Last week, my wife and kids set up a marble run in our living room. It took hours to set up because the tracks kept falling over. The bases were too light to hold up any track over a foot tall. Once they had all the bases secured down with heavy books they had to contend a new problem–the ball jumping the tracks on tight turns.
They got it working finally, but making any changes to it would have been frustrating so the result ended up to be pretty static and they took it down that night. I thought it seemed like a perfect solution for a console AR game.
The advantage of using a console (Wii, XBox, Playstation3, etc) is that the structure of AR family entertainment center is already in place. With a big screen TV, a wide open space, and camera, the living room could be converted into an exciting game center. In much the same way that the Wii revolutionized interaction with the console games with gesture based gaming, AR could up the ante by providing a visual context for the games.

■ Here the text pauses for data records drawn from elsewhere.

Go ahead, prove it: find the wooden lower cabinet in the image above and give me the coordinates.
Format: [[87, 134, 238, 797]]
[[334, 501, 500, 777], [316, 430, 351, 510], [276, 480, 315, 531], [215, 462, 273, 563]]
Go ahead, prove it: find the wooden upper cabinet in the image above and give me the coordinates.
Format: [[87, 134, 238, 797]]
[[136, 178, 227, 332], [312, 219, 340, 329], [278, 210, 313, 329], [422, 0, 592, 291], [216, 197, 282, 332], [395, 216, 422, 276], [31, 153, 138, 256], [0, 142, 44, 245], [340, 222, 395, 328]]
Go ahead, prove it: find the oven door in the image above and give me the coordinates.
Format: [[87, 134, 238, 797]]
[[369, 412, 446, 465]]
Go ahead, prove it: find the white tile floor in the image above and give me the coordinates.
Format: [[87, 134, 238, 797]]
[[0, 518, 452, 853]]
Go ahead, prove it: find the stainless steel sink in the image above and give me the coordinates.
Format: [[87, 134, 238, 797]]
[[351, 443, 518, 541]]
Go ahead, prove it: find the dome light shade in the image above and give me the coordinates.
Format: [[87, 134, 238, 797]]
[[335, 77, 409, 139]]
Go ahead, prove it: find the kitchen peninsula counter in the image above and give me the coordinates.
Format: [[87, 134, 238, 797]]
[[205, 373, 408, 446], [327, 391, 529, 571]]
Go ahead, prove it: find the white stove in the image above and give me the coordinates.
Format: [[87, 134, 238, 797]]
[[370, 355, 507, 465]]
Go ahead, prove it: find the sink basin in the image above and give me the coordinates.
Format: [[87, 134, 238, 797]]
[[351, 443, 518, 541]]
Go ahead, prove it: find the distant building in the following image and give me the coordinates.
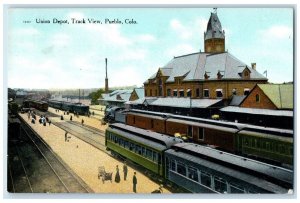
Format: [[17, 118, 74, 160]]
[[220, 84, 294, 129], [129, 87, 145, 101], [144, 9, 268, 115], [98, 90, 133, 107]]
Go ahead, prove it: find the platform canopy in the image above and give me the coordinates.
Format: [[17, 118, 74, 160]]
[[220, 106, 294, 117]]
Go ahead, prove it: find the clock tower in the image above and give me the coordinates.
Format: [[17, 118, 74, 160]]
[[204, 8, 225, 53]]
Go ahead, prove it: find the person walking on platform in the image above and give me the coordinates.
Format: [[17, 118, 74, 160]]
[[65, 131, 68, 142], [132, 172, 137, 193], [123, 162, 128, 180], [115, 165, 121, 183]]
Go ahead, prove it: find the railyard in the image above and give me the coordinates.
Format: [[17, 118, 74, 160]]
[[9, 108, 170, 194]]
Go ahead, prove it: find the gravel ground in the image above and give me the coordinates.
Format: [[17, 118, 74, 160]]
[[21, 111, 170, 194]]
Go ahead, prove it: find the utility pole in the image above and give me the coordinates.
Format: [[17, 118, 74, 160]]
[[105, 58, 108, 93]]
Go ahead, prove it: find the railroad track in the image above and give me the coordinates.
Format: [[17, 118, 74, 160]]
[[53, 121, 108, 153], [8, 118, 94, 193]]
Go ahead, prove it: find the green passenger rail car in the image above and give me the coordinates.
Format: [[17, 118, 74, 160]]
[[236, 128, 294, 166], [105, 123, 182, 177]]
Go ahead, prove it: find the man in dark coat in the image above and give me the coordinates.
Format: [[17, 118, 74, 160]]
[[123, 162, 128, 180], [132, 172, 137, 193]]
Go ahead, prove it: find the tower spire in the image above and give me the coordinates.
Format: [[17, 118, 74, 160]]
[[204, 8, 225, 53], [105, 58, 108, 93]]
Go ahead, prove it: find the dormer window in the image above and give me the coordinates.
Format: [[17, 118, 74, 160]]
[[242, 66, 251, 79], [217, 71, 223, 80], [244, 88, 250, 95], [216, 89, 223, 98], [204, 72, 209, 80]]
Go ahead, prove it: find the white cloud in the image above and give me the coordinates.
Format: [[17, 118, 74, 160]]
[[50, 33, 72, 47], [166, 44, 197, 58], [258, 25, 293, 40], [67, 12, 85, 20], [109, 66, 145, 87], [137, 34, 157, 42], [14, 27, 41, 36], [170, 19, 193, 39]]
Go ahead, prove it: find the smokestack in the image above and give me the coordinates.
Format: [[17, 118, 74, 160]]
[[105, 58, 108, 93]]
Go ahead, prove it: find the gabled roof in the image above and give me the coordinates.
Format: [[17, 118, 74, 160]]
[[229, 95, 246, 106], [151, 97, 222, 108], [145, 52, 267, 84], [133, 88, 145, 99], [257, 84, 294, 109]]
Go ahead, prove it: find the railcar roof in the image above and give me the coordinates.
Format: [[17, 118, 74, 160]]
[[220, 106, 294, 117], [129, 109, 171, 116], [109, 123, 182, 150], [128, 112, 167, 120], [169, 143, 293, 184], [169, 115, 246, 129], [168, 118, 239, 133], [239, 130, 293, 143], [165, 149, 287, 194]]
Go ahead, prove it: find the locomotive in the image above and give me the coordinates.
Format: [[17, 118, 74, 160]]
[[23, 100, 48, 112], [48, 100, 90, 115], [105, 109, 294, 168]]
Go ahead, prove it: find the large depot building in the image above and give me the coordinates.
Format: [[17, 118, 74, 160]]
[[144, 12, 268, 99]]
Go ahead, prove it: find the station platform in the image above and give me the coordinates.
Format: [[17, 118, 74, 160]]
[[20, 111, 170, 194]]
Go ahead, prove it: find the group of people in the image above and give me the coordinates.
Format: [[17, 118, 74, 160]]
[[28, 111, 51, 126], [115, 162, 163, 193], [115, 162, 137, 193]]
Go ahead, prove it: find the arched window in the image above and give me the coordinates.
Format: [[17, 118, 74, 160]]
[[255, 94, 260, 102]]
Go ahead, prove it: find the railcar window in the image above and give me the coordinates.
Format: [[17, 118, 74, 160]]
[[142, 147, 146, 157], [198, 128, 204, 141], [135, 145, 142, 155], [229, 183, 245, 194], [248, 188, 259, 194], [214, 177, 227, 193], [157, 153, 161, 164], [201, 171, 211, 187], [115, 136, 118, 143], [119, 139, 124, 147], [188, 167, 199, 182], [129, 143, 135, 151], [289, 147, 294, 155], [262, 141, 267, 149], [266, 142, 270, 150], [187, 125, 193, 137], [146, 149, 152, 160], [244, 138, 249, 146], [124, 140, 130, 149], [153, 152, 157, 163], [177, 162, 186, 176]]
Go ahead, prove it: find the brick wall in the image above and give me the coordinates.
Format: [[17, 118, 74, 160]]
[[241, 86, 277, 109], [145, 80, 266, 99]]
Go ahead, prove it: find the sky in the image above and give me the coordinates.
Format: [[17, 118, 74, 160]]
[[4, 7, 294, 89]]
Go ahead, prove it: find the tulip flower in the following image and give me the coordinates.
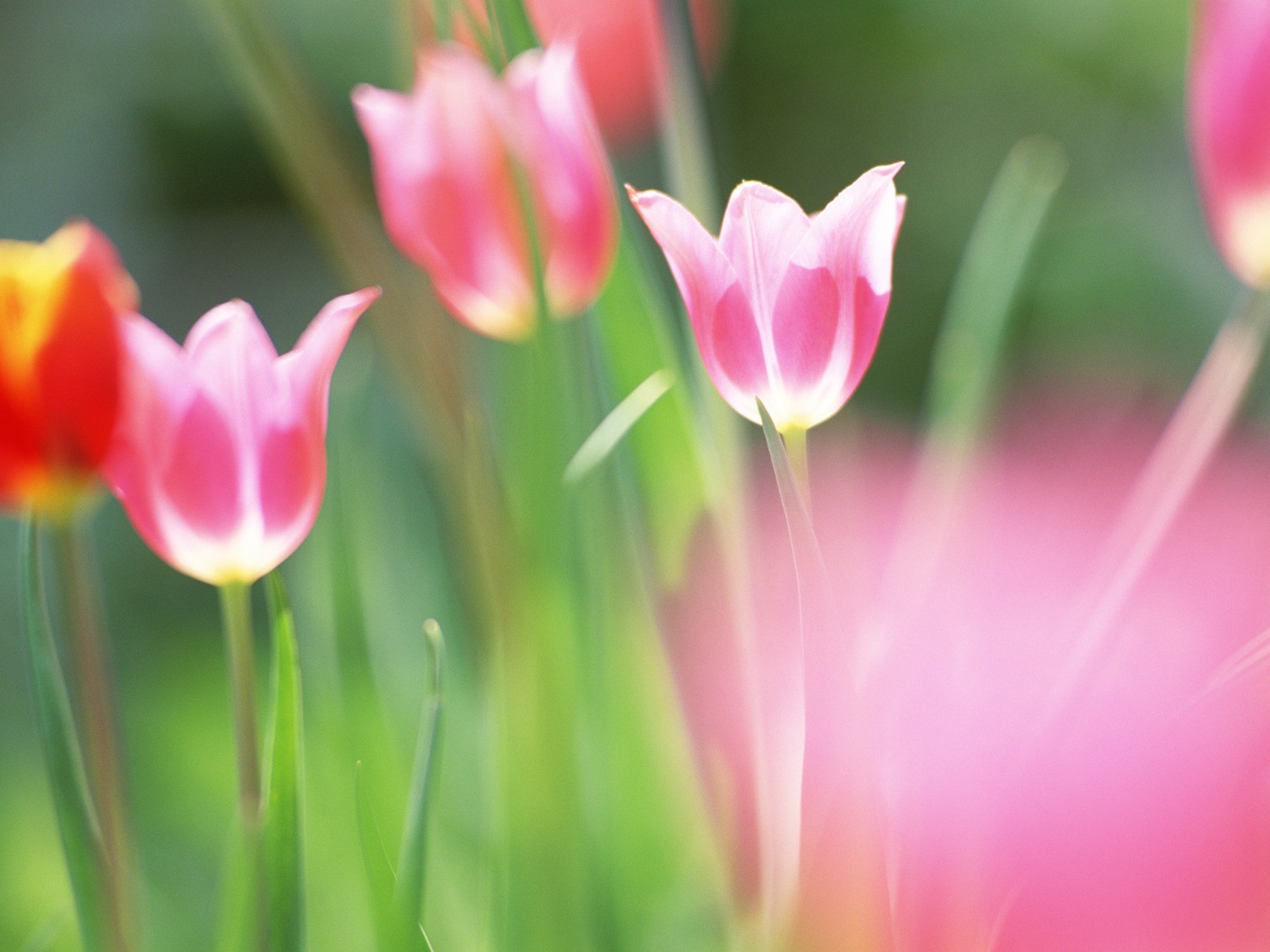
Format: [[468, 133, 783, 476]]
[[353, 46, 618, 340], [459, 0, 724, 148], [629, 165, 904, 433], [0, 222, 137, 512], [106, 290, 379, 585], [1190, 0, 1270, 288]]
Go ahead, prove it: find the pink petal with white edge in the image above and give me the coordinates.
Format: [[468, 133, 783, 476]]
[[627, 186, 770, 421], [504, 43, 618, 317], [1189, 0, 1270, 287], [108, 290, 379, 584], [719, 182, 811, 328], [353, 47, 535, 339], [772, 163, 903, 427]]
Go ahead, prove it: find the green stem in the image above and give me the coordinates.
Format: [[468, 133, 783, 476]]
[[47, 516, 133, 952], [220, 582, 269, 952], [781, 427, 811, 508]]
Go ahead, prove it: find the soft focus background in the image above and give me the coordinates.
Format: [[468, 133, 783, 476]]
[[0, 0, 1264, 952]]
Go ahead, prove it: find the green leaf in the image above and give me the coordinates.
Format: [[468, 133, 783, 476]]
[[929, 138, 1067, 459], [754, 398, 826, 589], [17, 912, 70, 952], [353, 760, 396, 950], [392, 620, 446, 950], [564, 370, 675, 485], [263, 571, 305, 952], [19, 518, 108, 952], [658, 0, 720, 230], [485, 0, 541, 60]]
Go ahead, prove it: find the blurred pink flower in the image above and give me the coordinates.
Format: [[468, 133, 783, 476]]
[[454, 0, 722, 148], [1190, 0, 1270, 287], [106, 288, 379, 585], [629, 165, 904, 432], [353, 46, 618, 340], [669, 401, 1270, 952]]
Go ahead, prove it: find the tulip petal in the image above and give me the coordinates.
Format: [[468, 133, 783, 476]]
[[772, 165, 903, 425], [104, 315, 193, 561], [506, 43, 618, 317], [719, 182, 811, 328], [353, 47, 535, 338], [1189, 0, 1270, 287], [627, 186, 770, 421], [156, 392, 244, 546], [277, 288, 381, 434]]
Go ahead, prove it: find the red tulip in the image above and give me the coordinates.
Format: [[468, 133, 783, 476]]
[[1190, 0, 1270, 287], [630, 165, 904, 432], [106, 290, 379, 585], [0, 222, 137, 512], [353, 46, 618, 340]]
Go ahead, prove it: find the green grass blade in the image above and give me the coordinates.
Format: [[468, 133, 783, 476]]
[[392, 620, 446, 950], [564, 370, 675, 486], [21, 518, 108, 952], [263, 571, 305, 952], [17, 912, 70, 952], [929, 138, 1067, 459], [659, 0, 720, 230], [485, 0, 541, 60], [353, 760, 396, 950]]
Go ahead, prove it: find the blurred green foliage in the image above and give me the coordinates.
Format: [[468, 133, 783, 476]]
[[0, 0, 1249, 952]]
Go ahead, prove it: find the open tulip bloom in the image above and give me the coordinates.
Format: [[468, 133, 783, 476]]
[[0, 222, 137, 512], [353, 46, 618, 340], [106, 290, 379, 585], [630, 165, 904, 433]]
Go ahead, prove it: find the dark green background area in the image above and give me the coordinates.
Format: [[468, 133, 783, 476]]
[[0, 0, 1236, 952]]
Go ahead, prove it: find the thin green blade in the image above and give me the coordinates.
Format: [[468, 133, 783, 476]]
[[929, 137, 1067, 459], [353, 760, 395, 950], [19, 519, 108, 952], [564, 370, 675, 486], [264, 571, 305, 952], [392, 620, 446, 950]]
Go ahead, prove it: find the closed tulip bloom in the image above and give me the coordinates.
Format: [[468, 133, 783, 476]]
[[453, 0, 725, 148], [353, 46, 618, 340], [1190, 0, 1270, 287], [630, 165, 904, 433], [0, 222, 137, 512], [106, 290, 379, 585]]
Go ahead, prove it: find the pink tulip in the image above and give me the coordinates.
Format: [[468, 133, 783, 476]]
[[669, 396, 1270, 952], [629, 165, 904, 432], [455, 0, 725, 148], [353, 46, 618, 340], [106, 288, 379, 585], [1190, 0, 1270, 287]]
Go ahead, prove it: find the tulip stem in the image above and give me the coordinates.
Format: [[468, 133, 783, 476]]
[[220, 582, 269, 952], [781, 427, 811, 508], [46, 523, 132, 952]]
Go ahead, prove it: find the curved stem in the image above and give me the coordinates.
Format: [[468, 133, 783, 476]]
[[781, 427, 811, 509], [220, 582, 269, 952], [47, 516, 133, 952]]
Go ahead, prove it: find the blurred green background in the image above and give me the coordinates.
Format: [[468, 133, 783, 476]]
[[0, 0, 1236, 952]]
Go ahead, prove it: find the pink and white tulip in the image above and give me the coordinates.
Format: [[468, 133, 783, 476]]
[[106, 288, 379, 585], [630, 165, 904, 432], [353, 46, 618, 340], [1190, 0, 1270, 287]]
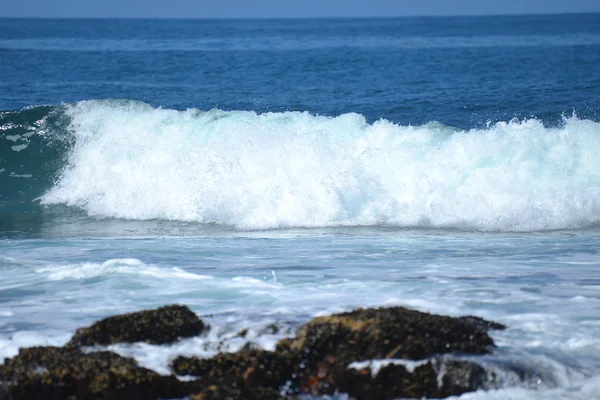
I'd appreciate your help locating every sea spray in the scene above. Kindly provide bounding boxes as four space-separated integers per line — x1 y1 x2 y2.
29 101 600 231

Using the simple idea of the marble run, operators could place tracks in their living room using the controller. The program could snap them together creaing fantasical designs. If you wanted to learn more about physics, you could have a “realistic” version that shot the marble off if you made the tracks wrong.
Roller coaster design games like Roller Coaster Tycoon have been around for years on the PC, but using AR could reinvigorate them by making the game come to life in the living room. The use of AR should be brought to market in the same way as the Wii. They didn’t have better graphics, but instead showed how getting people physically involved with the games got people interested, even people that had never played games before.